To examine the situation properly, David Ward says he would send again to Bahrain “someone with expertise in the area.” Someone of the standing of Edwin Glasgow QC, who chaired the Bloody Sunday inquiry Ward believes would add professionalism and credibility to the investigation.
Ward a former supporter of Max Mosley supported Jean Todt’s subsequent election, indeed he wrote his manifesto for election. However, he is now highly critical of Todt and the FIA whoch he describes as “not fit for purpose”.
Part of David’s manifesto is to appoint a paid chief executive to the FIA and a special commissioner to deal with F1 exclusively. He describes the current arrangements as, “amateur, antiquated and rather archaic”.
This is something TJ13 has suggested for sometime. When the big issues are boiling over in the sport, where has Jean Todt been?
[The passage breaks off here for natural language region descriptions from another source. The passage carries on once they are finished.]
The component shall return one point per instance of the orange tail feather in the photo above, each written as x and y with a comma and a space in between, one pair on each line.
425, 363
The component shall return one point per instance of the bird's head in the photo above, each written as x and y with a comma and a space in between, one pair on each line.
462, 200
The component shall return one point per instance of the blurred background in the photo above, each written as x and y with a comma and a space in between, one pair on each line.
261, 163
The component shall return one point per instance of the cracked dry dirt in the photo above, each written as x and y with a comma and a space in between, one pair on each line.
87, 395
Who is commenting on behalf of the regulatory body of F1? Nowhere and nobody are the answers to both questions.
In the light of Ecclestones imminent trial, David Ward wants to see the FIA “strengthen its provisions” on corruption and bribery, by ensuring the sporting code “would be clear about the requirements we would have in terms of partners”.
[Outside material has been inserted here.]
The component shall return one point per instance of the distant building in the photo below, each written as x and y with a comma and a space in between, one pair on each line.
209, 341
He expects it is “very likely” Ecclestone would falls foul of that code if he were to be convicted in Germany.
The more we hear from David Ward, the more TJ13 backs his candidacy for the upcoming elections in December. Of course words are one thing, finding a way of cutting through the bureaucratic processes embedded in the FIA may take more than some popularist speeches.
Pirelli learn from 2012 mistakes
The tyres selected for Korean 2013 by Pirelli are the medium and the supersoft. Last year we saw a fairly processional race as the tyre supplier selected the soft and supersoft. However, the incremental step between the compounds for 2013 should provide for a more interesting race.
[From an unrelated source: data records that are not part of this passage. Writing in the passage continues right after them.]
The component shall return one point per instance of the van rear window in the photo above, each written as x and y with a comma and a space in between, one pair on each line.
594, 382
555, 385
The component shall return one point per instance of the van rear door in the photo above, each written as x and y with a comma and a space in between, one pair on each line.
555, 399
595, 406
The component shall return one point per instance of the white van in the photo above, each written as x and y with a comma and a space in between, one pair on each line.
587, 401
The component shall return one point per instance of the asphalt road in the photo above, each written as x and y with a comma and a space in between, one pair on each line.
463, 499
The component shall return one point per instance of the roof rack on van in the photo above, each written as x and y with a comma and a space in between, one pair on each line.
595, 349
Paul Hembery explains, “We would expect there to be a significant difference in lap time between the two compounds we have selected, as was the case in Singapore, and that should help the teams to put together some interesting strategies.
Korea is an interesting mix: you get some fast corners as well as some slower ones but actually it has the highest lateral energy demand of all the circuits where the supersoft is used, so tyre management is going to be important once more. In particular, the work done in free practice when it comes to assessing the wear and degradation levels on each compound with different fuel loads is going to be especially important, as that will hold the key to the correct strategy.
We saw the difference that having the right strategy could make in Singapore, and although there is a lower probability of a safety car in Korea, this is still something that the teams will be paying a lot of attention to in the build-up to the Grand Prix, as the championship enters its final phase.”
It’s good to see that Pirelli have learned from 2012, when their tyre selections for the closing races appeared too conservative. This is one reason why F1 requires continuity of a supplier to refine over time the supply of tyres.